Tipperary manager Eamon O’Shea sees the recruitment of “proven winner” Kieran McGeeney as a mutually beneficial agreement for the players and former Kildare manager.
McGeeney’s main priorities will be with Armagh, where he is one of Paul Grimley’s selectors, and he will visit the Tipperary camp on an irregular basis.
However, O’Shea is delighted to have him on board in an advisory capacity. “He’s coming this season to work for us in the whole broad area of performance and performance improvement He’s a proven winner, I’ve had great admiration for him for a long time and he has some time available this season even though he has a busy schedule with Armagh.
“I just asked him if he would like to look in on us now and again. He was also anxious to see how things work in other sports and he was delighted to get an opportunity to see how things are done in Tipperary.
“He certainly won’t be with us all of the time but I think if we can draw on his experience, both on the management side and the individual players’ side, it will be very good.”
Speaking to Tipp FM yesterday evening, O’Shea also spoke in relation to young footballers Steven O’Brien, Liam McGrath, Colin O’Riordan, Seamus Kennedy and John Meagher, who are among his extended training panel.
They will continue to split their time with either or both the senior and U21 football squads. Asked about the possibility of a conflict between the codes in the spring when the hurling league clashes with the U21 Munster championship, he said: “I hope not. You have to protect the players first in terms of the amount of work that they do and then you have to be supportive of them. It’s just about working it out with the rest of the managers.
“It’s very difficult to do both at a high level but I’m pretty open when a player is playing U21 football and wants to play U21 football. At the highest level at senior, it’s my view you probably have to dedicate to one sport only but we’re not at that stage yet.”
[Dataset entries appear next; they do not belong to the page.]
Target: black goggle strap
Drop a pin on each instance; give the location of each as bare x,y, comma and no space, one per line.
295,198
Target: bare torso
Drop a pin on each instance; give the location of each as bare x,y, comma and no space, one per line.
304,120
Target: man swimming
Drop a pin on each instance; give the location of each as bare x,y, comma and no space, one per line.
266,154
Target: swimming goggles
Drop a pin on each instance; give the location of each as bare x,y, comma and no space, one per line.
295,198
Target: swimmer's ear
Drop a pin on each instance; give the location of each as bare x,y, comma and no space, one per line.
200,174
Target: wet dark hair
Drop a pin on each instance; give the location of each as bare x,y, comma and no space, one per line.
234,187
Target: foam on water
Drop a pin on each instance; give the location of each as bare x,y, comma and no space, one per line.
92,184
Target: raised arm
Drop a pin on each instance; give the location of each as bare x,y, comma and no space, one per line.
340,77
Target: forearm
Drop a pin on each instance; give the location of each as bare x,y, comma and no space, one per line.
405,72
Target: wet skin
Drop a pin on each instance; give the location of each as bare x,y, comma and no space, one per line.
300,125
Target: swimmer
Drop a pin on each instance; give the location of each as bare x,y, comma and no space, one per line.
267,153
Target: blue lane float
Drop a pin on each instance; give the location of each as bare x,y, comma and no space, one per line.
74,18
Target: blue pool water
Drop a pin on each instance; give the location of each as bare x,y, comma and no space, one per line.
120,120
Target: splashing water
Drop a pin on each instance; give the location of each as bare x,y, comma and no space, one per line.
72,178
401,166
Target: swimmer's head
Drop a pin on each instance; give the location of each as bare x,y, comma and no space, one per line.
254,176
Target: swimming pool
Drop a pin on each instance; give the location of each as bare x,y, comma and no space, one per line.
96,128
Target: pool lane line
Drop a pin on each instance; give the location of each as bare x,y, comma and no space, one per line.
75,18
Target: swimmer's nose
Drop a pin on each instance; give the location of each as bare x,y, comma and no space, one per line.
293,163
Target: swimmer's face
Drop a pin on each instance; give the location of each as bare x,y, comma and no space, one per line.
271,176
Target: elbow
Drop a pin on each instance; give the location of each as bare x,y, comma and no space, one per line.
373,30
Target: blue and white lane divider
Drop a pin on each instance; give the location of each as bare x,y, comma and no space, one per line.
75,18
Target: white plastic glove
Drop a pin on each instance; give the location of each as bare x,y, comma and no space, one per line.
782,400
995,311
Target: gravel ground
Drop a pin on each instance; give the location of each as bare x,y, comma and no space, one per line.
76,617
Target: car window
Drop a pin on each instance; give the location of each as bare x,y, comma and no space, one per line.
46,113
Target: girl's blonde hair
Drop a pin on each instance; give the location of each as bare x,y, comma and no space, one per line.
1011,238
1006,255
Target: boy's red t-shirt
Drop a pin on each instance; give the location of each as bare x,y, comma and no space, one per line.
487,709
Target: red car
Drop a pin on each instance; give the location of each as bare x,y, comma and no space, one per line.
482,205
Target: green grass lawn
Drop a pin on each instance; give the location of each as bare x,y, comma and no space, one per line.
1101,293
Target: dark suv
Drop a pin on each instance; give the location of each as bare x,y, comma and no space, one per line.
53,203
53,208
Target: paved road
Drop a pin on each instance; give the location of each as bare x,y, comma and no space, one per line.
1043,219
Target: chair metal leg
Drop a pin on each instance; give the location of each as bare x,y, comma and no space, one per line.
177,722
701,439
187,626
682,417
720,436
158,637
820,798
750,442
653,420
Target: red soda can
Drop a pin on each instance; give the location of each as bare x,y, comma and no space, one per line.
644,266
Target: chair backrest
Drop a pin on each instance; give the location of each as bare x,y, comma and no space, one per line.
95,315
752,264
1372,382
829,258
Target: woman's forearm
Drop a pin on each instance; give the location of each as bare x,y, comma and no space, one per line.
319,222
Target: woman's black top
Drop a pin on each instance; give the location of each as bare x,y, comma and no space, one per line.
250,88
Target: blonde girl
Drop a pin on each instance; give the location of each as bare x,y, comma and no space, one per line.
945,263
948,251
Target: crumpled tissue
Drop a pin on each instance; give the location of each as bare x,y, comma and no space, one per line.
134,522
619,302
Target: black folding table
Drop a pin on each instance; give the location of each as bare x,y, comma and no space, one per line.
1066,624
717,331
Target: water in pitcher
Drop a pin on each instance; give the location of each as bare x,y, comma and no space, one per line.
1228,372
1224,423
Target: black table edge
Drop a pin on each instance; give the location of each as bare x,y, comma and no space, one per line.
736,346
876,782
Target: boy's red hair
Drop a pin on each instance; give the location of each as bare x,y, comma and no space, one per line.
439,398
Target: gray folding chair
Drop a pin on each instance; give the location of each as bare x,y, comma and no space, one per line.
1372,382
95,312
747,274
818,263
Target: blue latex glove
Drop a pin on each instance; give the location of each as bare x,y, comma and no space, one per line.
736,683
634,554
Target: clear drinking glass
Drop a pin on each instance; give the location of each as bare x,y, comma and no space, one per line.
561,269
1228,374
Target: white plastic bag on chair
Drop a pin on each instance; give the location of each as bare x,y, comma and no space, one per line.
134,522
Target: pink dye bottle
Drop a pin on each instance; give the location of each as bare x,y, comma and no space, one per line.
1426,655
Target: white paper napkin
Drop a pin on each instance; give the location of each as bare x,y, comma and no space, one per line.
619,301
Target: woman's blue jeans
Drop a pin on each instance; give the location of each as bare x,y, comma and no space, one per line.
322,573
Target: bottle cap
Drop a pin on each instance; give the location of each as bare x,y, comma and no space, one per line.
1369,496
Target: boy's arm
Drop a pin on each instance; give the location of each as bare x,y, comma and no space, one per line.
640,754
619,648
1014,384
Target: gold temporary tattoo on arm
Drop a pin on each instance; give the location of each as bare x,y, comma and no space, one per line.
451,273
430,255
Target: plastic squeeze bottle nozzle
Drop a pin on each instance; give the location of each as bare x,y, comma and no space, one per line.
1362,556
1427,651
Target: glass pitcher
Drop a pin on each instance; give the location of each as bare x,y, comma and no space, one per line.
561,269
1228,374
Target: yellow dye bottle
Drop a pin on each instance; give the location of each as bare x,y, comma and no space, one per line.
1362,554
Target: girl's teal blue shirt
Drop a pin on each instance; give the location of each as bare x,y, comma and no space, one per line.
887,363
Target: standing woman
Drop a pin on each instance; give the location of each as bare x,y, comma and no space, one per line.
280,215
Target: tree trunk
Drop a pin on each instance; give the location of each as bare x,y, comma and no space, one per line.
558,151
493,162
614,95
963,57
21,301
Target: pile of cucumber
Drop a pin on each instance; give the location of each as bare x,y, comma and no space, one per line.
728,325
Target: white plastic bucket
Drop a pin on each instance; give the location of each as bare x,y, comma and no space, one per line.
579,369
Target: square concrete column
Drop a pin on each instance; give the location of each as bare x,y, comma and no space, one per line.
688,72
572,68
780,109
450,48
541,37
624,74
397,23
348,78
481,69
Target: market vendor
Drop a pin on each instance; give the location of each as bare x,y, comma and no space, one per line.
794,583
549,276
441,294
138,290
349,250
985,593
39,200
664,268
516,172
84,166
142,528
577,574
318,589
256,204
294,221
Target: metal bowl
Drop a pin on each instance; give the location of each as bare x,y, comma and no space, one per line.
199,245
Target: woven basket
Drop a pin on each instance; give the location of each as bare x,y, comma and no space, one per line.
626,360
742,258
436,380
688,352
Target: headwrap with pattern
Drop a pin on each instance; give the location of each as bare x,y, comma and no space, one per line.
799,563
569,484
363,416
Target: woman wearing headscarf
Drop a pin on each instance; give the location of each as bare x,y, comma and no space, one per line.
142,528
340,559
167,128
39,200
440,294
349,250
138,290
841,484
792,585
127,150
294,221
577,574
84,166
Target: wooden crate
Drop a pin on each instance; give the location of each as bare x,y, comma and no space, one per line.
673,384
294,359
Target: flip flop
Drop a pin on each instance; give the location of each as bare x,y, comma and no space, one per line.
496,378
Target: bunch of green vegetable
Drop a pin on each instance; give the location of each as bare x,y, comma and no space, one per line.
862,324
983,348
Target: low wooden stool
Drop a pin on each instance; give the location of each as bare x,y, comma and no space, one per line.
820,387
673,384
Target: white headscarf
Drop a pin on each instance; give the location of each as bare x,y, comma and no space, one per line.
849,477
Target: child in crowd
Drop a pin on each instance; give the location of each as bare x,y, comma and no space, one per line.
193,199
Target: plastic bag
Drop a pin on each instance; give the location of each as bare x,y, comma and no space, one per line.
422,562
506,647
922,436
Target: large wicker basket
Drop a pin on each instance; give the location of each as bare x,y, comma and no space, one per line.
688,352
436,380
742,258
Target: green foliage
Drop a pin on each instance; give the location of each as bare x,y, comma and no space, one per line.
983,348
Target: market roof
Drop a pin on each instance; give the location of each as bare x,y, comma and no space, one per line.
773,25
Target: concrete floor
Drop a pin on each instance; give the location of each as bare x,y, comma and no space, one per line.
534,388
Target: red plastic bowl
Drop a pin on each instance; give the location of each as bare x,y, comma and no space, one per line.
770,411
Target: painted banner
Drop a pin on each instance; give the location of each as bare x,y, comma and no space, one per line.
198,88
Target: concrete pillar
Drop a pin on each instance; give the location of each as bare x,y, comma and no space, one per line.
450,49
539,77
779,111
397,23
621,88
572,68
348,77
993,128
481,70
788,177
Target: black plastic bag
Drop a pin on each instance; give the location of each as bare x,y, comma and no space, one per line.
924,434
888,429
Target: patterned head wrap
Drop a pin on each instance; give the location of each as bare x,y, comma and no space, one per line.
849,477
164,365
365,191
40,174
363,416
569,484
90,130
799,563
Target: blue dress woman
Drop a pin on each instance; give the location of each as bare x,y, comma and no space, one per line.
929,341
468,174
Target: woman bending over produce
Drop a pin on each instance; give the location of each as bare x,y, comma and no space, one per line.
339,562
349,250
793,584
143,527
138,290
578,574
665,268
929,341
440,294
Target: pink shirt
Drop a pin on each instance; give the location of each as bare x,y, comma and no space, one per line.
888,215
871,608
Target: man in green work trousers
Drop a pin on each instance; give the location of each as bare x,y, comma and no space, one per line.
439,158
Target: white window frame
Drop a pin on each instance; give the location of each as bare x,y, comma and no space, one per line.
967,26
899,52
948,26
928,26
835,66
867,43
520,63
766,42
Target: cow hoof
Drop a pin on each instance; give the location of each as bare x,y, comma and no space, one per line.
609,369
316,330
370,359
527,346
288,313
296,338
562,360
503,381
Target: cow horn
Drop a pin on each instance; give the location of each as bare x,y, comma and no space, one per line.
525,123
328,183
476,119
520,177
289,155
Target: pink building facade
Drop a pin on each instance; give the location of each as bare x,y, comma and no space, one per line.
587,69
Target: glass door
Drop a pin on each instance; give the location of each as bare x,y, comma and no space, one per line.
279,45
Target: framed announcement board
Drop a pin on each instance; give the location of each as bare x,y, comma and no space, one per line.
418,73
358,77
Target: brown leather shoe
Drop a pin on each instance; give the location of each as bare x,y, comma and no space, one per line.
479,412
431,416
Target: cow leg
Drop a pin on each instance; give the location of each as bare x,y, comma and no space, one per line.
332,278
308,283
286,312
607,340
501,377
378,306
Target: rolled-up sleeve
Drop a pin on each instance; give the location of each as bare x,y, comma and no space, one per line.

Tipperary’s senior football manager Peter Creedon dismissed conjecture in the county that players could be leaning towards committing solely to the hurlers.
“There is no gun being put to anyone’s head,” he told the Irish Examiner. “What can you do? Like in any county, the good footballers are good hurlers.
“None of the players have been told they can’t play football. What you might find is if they do make the 24 or 25 in the hurling panel for the league, they might possibly make a decision and choose one over the other. That’s part and parcel of it. I’ve spoken to Eamon, we’ve discussed it. The reality is dual players are good enough to play with both and want to train with both of us.”
Creedon also backed his players’ decision to boycott the McGrath Cup in protest at the seeded formation of the Munster senior football championship.